Greater Manchester has revealed a big increase in rogue landlord fines as part of its tough crackdown on the private rental sector first revealed two years ago.
The combined authority’s 10 housing enforcement teams are working to boost the number of landlords fined the maximum penalty of £30,000 for renting failing properties. The pilot scheme has led to £1.5 million in fines being issued over the past two years, compared with £1 million in the two years before that, reports The Times.
In 2022-23, 1,651 civil penalties were issued to landlords by English local authorities, according to an NRLA report. Nearly two thirds came from just 20 councils, with half of English local authorities issuing no civil penalties at all.
Greater Manchester’s ten teams have issued 113 civil penalties against rogue landlords during the past two years, a 43% increase from the two years before the project started.
The team in Wigan went from issuing zero civil penalties to 20 in the past 12 months. One landlord was given multiple penalties totalling £64,000 for safety breaches, such as having no electrical safety certificate.

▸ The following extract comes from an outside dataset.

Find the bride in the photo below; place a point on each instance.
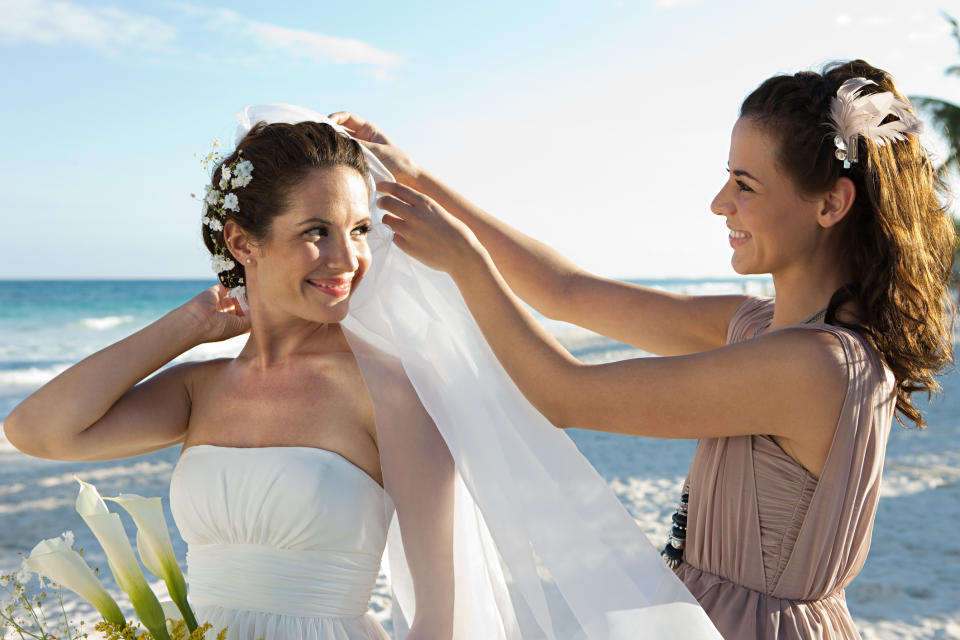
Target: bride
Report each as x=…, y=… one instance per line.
x=365, y=412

“Word gets around,” says Wigan housing enforcement officer Helen Baskett. “We used to send an enforcement letter telling [landlords] to repair something after an inspection and just be ignored. Now the landlords talk to each other. They’ll say, ‘I got fined £10,000, so you’d better do as they say, or it will be you next.’”
Andy Burnham (main image), mayor of Greater Manchester, says the pilot is part of delivering his Good Landlord Charter in the region, setting out clear, practical, and accessible standards to drive up the quality of renting. “For years now, local councils have been left reeling by a combination of growing pressures and squeezed resources,” Burnham says.
“With this new generation of enforcement officers, we are stepping up and strengthening local enforcement teams, so that we can do more to crack down on bad housing practices.”